Minerals are most often viewed as commodities, and offer the exemplar of an extractive industry. They fit easily within a closed systems view of industry, where improvement in return is gained primarily through increasing efficiencies. Not surprisingly, oil companies, mining companies, and chemical companies are widely believed to be inherently destructive to the environment and to communities.
However, minerals are not inherently evil — living organisms, after all, are a special case of structured mineral exchanges. Recent research on the evolutionary role of minerals has cast doubt on the old view of minerals as dead. Robert Hazen, a research scientist at the Carnegie Institution of Washington’s Geophysical Laboratory and Clarence Robinson Professor of Earth Science says in Scientific American, March 2010, “Looking at the mineral kingdom through the lens of deep time leads to a startling conclusion: most mineral species owe their existence to life”.
In other words, minerals are not closed systems. An open systems business that depends on minerals or chemicals — either as its primary product, or as the stuff from which its products are made — understands that it has a responsibility to do no harm through how it extracts, refines, utilizes and disposes of these materials and their by-products. It recognizes that it must maintain a fair and healthy relationship with those communities from which its products are sourced if it is to have a viable future. It may work to restore landscapes disturbed by mining, and it may seek to achieve a goal of zero waste. The mindset is one of quid pro quo, where each party is compensated fairly for impacts it experiences, and impacts are continuously reduced through process improvements.

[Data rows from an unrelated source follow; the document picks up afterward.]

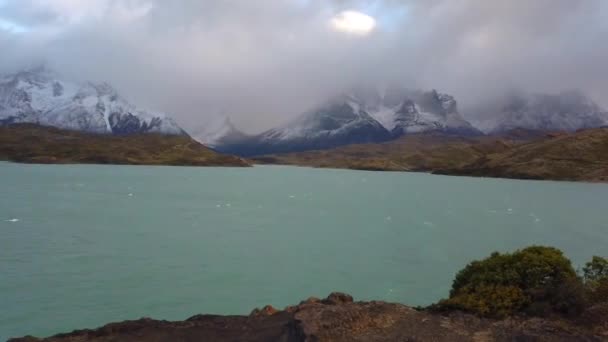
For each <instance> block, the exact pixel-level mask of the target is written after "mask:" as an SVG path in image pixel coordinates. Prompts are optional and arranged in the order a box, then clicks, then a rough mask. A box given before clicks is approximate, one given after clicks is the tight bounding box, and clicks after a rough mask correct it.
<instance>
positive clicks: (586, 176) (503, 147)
mask: <svg viewBox="0 0 608 342" xmlns="http://www.w3.org/2000/svg"><path fill="white" fill-rule="evenodd" d="M254 160H255V161H256V162H260V163H270V164H288V165H305V166H313V167H328V168H348V169H361V170H383V171H424V172H433V173H440V174H449V175H464V176H479V177H503V178H522V179H550V180H570V181H601V182H604V181H608V129H607V128H598V129H590V130H585V131H579V132H575V133H563V134H548V135H544V136H542V137H536V136H533V135H530V136H527V137H525V139H523V138H517V137H515V136H509V135H504V136H495V137H491V136H488V137H472V138H463V137H455V136H447V137H446V136H439V135H410V136H404V137H402V138H400V139H398V140H395V141H391V142H387V143H382V144H363V145H351V146H346V147H342V148H337V149H333V150H324V151H309V152H301V153H292V154H280V155H269V156H262V157H257V158H255V159H254Z"/></svg>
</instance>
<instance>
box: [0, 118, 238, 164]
mask: <svg viewBox="0 0 608 342" xmlns="http://www.w3.org/2000/svg"><path fill="white" fill-rule="evenodd" d="M0 160H9V161H14V162H21V163H39V164H80V163H82V164H132V165H184V166H248V165H249V164H248V163H247V162H246V161H244V160H243V159H241V158H238V157H234V156H229V155H224V154H220V153H217V152H215V151H213V150H211V149H209V148H207V147H205V146H203V145H201V144H199V143H198V142H196V141H194V140H193V139H192V138H190V137H189V136H170V135H161V134H136V135H126V136H115V135H107V134H89V133H83V132H76V131H69V130H62V129H58V128H54V127H45V126H39V125H33V124H18V125H10V126H4V127H0Z"/></svg>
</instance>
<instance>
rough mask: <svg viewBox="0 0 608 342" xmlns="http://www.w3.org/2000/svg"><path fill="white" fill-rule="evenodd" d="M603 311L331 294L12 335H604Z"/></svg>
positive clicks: (545, 336)
mask: <svg viewBox="0 0 608 342" xmlns="http://www.w3.org/2000/svg"><path fill="white" fill-rule="evenodd" d="M605 311H606V310H605V308H604V309H602V308H592V309H590V310H588V312H586V313H585V314H584V315H583V317H582V318H581V319H580V320H578V321H576V320H574V321H568V320H563V319H558V318H556V319H540V318H527V319H526V318H510V319H506V320H490V319H482V318H478V317H475V316H473V315H469V314H465V313H461V312H452V313H447V314H445V313H444V314H439V313H432V312H427V311H420V310H416V309H413V308H410V307H407V306H404V305H401V304H394V303H386V302H380V301H372V302H355V301H353V298H352V297H351V296H349V295H346V294H342V293H332V294H331V295H329V296H328V297H327V298H325V299H323V300H319V299H317V298H310V299H308V300H306V301H303V302H301V303H300V304H299V305H296V306H291V307H288V308H286V309H285V310H276V309H274V308H272V307H270V306H267V307H265V308H264V309H261V310H254V311H253V312H252V314H251V315H249V316H214V315H197V316H194V317H191V318H189V319H187V320H185V321H181V322H168V321H157V320H152V319H149V318H142V319H140V320H136V321H126V322H122V323H112V324H108V325H106V326H103V327H101V328H98V329H94V330H78V331H74V332H72V333H68V334H60V335H56V336H54V337H50V338H47V339H37V338H34V337H23V338H16V339H12V340H10V341H11V342H34V341H49V342H62V341H98V342H102V341H104V342H105V341H159V342H160V341H201V340H206V341H439V342H440V341H450V342H452V341H606V340H607V339H608V316H606V315H605Z"/></svg>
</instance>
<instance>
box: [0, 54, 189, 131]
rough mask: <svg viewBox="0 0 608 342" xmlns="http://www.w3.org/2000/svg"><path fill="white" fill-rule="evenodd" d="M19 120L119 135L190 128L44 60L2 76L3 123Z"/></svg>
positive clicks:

A business operates from a living systems perspective when it seeks to discover the unique contributions that each mineral can make to life, contributions it would not otherwise be able to make if left in place. The transformation of Dupont’s sodium cyanide program (and the corresponding increase in wealth-generating capacity) depended on truly understanding the molecule’s essence, its role in living systems, and its relationship to the places where it was used or extracted. This understanding profoundly changed the processes by which sodium cyanide was extracted and brought it to a higher order creative use. For titanium dioxide, Dupont was able to significantly change the mining process itself. This reduced mining impacts, renewed the way of life and culture of an entire community, and offered a challenge to the mineral industry as a whole about what was possible when one is willing to take responsibility for outcomes. The proprietary position Dupont achieved increased its own wealth-generating capacity. But the effort also addressed the economic future of the region and its workforce, and the health of its landscapes.
The real challenge is leadership who can change philosophy of work. It is never, for sure, permanent. So that is why later phases in wealth generating options must be developed or the first two or even three sources of wealth can be abused and treated with extractive choices. We will come back to this problem in the last four sources.